JPG. On a beaucoup parlé du ZAN ces derniers mois. Quelle est votre position ? Faut-il selon vous assouplir cette mesure ou contraindre les nouveaux projets à s’implanter sur des friches quand c’est possible ?
FML. Les friches peuvent représenter une solution ponctuelle à un besoin précis. Mais le nombre de friches éligibles à un projet logistique n’est pas très élevé. Les friches ne sont pas forcément bien situées et elles sont souvent sur des fonciers trop restreints pour accueillir une plateforme logistique moderne. Mais avant tout je voudrais préciser une chose : la France compte aujourd’hui 89 millions de m2 d’entrepôts de plus de 10.000 m2 dans l’Hexagone, soit plus d’un mètre carré par habitant. Probablement est-ce suffisant ? La question mérite d’être posée. D’ailleurs une étude est actuellement en cours sur ce sujet et nous aurons peut-être des éléments de réponse. Et si l’on s’aperçoit alors, que la logistique manque cruellement de bâtiments adaptés, peut-être faudrait-il mettre en place un système de compensation. Par exemple décider qu’une construction d’entrepôt de 50.000 m² d’emprise au sol, c’est 20 ou 25.000 m² de bâtiments anciens détruits et réorientés vers d’autres usages que la logistique.
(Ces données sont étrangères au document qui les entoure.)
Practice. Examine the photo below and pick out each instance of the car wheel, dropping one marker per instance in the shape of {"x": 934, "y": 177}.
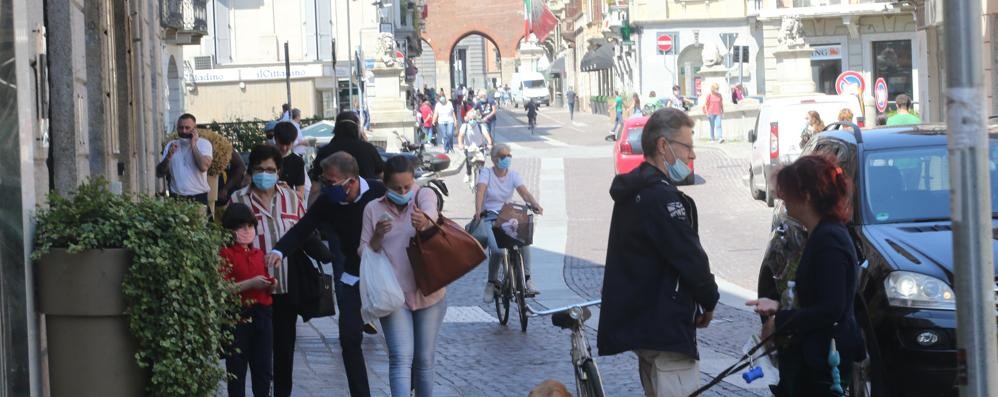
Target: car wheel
{"x": 756, "y": 194}
{"x": 868, "y": 375}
En plus, évidemment, d’une compensation environnementale intégrant la biodiversité.

JPG. Malgré des efforts importants pour dynamiser son potentiel logistique la France n’est toujours qu’au 13ème rang dans le Ranking de la Banque Mondiale pour la logistique. Qu’est-ce qui explique ce retard ? Et que faudrait-il faire pour hisser la France à un meilleur niveau ?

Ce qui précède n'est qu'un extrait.